## Global To Dos:
* read paper
* [steps document](https://docs.google.com/document/d/1du2fcmVzTqnW0FWGmUxvpR2t6QEfwxDIrHSZs9k3HZM/edit?usp=sharing)

Section 1: Load and Preprocess Data

In [1]:
import utils_preprocessing as up
import utils as ut
import importlib
importlib.reload(ut)
importlib.reload(up)
from itertools import groupby
import yaml
import os
import textdistance
import pandas as pd
import numpy as np
pd.options.mode.chained_assignment = None

## Pre-processing 

Read in YAML and make PATH

In [2]:
with open("config.yml", 'r') as ymlfile:
    cfg = yaml.load(ymlfile)

PATH = os.path.join(cfg['data']['Directory'] + ":" + os.sep, cfg['data']['Folder1'], cfg['data']['Folder2'], cfg['data']['Folder3']) # Alix Path

#PATH = 'SOTU/'
#PATH = '/Users/aleistermontfort/Desktop/speeches' # Aleister Path
filetype = '*txt'

  


Read in Data

In [3]:
speeches, numpar = up.reading_data(PATH,'*.txt')

Create Noun Phrases

In [4]:
new_speeches = up.chunks(speeches, "regex")

KeyboardInterrupt: 

Clean Words & Lemmatize Noun Phrases: Spacy - Skip if used Regex Above

In [None]:
#clean_speeches = up.clean_words(new_speeches)

In [None]:
#phrases_lemmed = up.lemmed_phrases(words_changed, clean_speeches)

Lemmatize Noun Phrases: Regex - Skip if Used Regex Above

In [None]:
words_changed = up.word_changes(new_speeches, 0.5, 100)

In [None]:
phrases_lemmed = up.lemmed_phrases(words_changed, new_speeches)

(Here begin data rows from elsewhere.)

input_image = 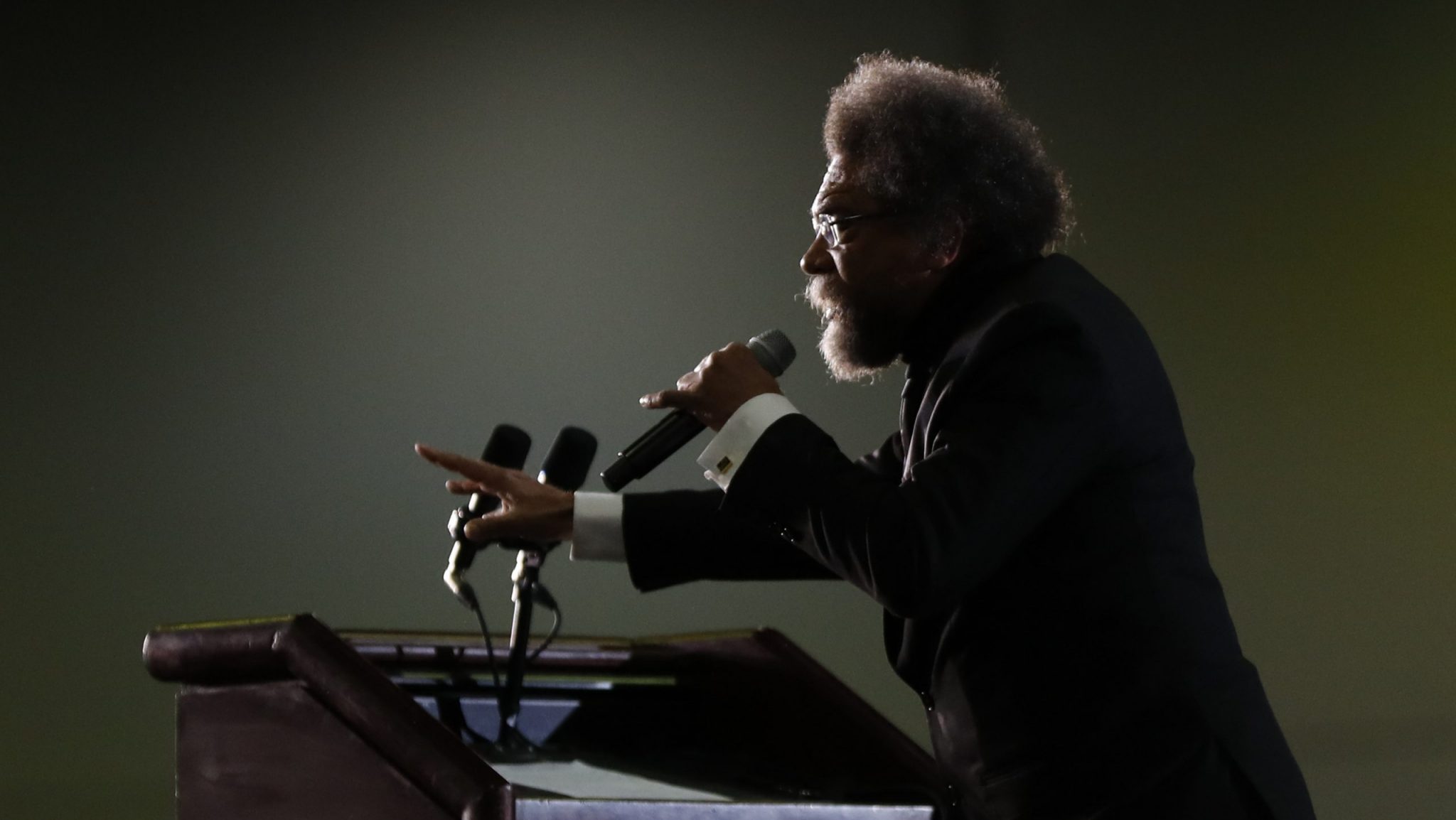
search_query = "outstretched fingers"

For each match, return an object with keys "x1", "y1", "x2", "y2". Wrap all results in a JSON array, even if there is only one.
[
  {"x1": 415, "y1": 444, "x2": 514, "y2": 495},
  {"x1": 638, "y1": 390, "x2": 693, "y2": 409}
]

Counting Occurrence of Terms

In [None]:
counted_words = up.count_words(phrases_lemmed)

Limit List to Top 1000

In [None]:
top_words = up.top_x(counted_words, 1000)
top_words

limit paragraph phrases only to those in top 1000

In [None]:
limited_paragraphs = up.limit(phrases_lemmed, top_words)

## Periodization

In [None]:
tfidfs = up.corpus_tfidf(limited_paragraphs, counted_words, top_words)

In [None]:
periods, dissimilarity = up.periodization(tfidfs)

In [None]:
import operator
sorted_x = sorted(periods.items(), key=operator.itemgetter(1))
years = dissimilarity.index

In [None]:
import matplotlib.pylab as plt
import matplotlib.ticker as ticker

lists = sorted(periods.items()) # sorted by key, return a list of tuples
x, y = zip(*lists) # unpack a list of pairs into two tuples

ax = plt.axes()
ax.xaxis.set_major_locator(ticker.MultipleLocator(20))
plt.axvline(pd.to_numeric(sorted_x[0][0])-pd.to_numeric(years[0]), 0,1)
plt.plot(x, y)
plt.show()

In [None]:
import seaborn as sns
cmap = sns.cubehelix_palette(as_cmap=True, reverse=True)
ax = sns.heatmap(dissimilarity, cmap=cmap)
plt.axvline((pd.to_numeric(sorted_x[0][0])-pd.to_numeric(years[0])), 0,1)
plt.show()

### Before

Before Years

In [None]:

before_1914 = years[:pd.to_numeric(sorted_x[0][0])-pd.to_numeric(years[0])]
before_dict = {k: v for k, v in limited_paragraphs.items() if k[1] in before_1914}

Before TFIDF

In [None]:
before_tfidfs = up.corpus_tfidf(before_dict, counted_words, top_words)

In [None]:
before_periods, before_dissimilarity = up.periodization(before_tfidfs)

### After

After Years

In [None]:
after_1914 = years[pd.to_numeric(sorted_x[0][0])-pd.to_numeric(years[0]):]
after_dict = {k: v for k, v in limited_paragraphs.items() if k[1] in after_1914}

After TFIDF

In [None]:
after_tfidfs = up.corpus_tfidf(after_dict, counted_words, top_words)

In [None]:
after_periods, after_dissimilarity = up.periodization(after_tfidfs)

In [None]:
new_periods = {**before_periods, **after_periods}

In [None]:
import matplotlib.pylab as plt
import matplotlib.ticker as ticker

lists = sorted(new_periods.items()) # sorted by key, return a list of tuples
x, y = zip(*lists) # unpack a list of pairs into two tuples

ax = plt.axes()
ax.xaxis.set_major_locator(ticker.MultipleLocator(20))

plt.plot(x, y)
plt.show()

## Co-Occurrence Matrix and Dissimilarity Topic Modeling

Build the co-occurrence matrix

In [None]:
pre_occur = ut.convert_dict_to_list(limited_paragraphs)

In [None]:
co_occur = ut.co_oc_matrix(pre_occur, True, True)

Do a cosine similarity

In [None]:
co_matrix = ut.pairwise_similarity(co_occur, 'cosine')

Do a paper dissimilarity

In [None]:
co_matrix_paper = ut.pairwise_similarity(co_occur, 'paper')

### Global Corpus

Create network graph using community detection algorithms and paper's approach

In [None]:
global_cda_paper = ut.network_graph(co_matrix_paper, 'community')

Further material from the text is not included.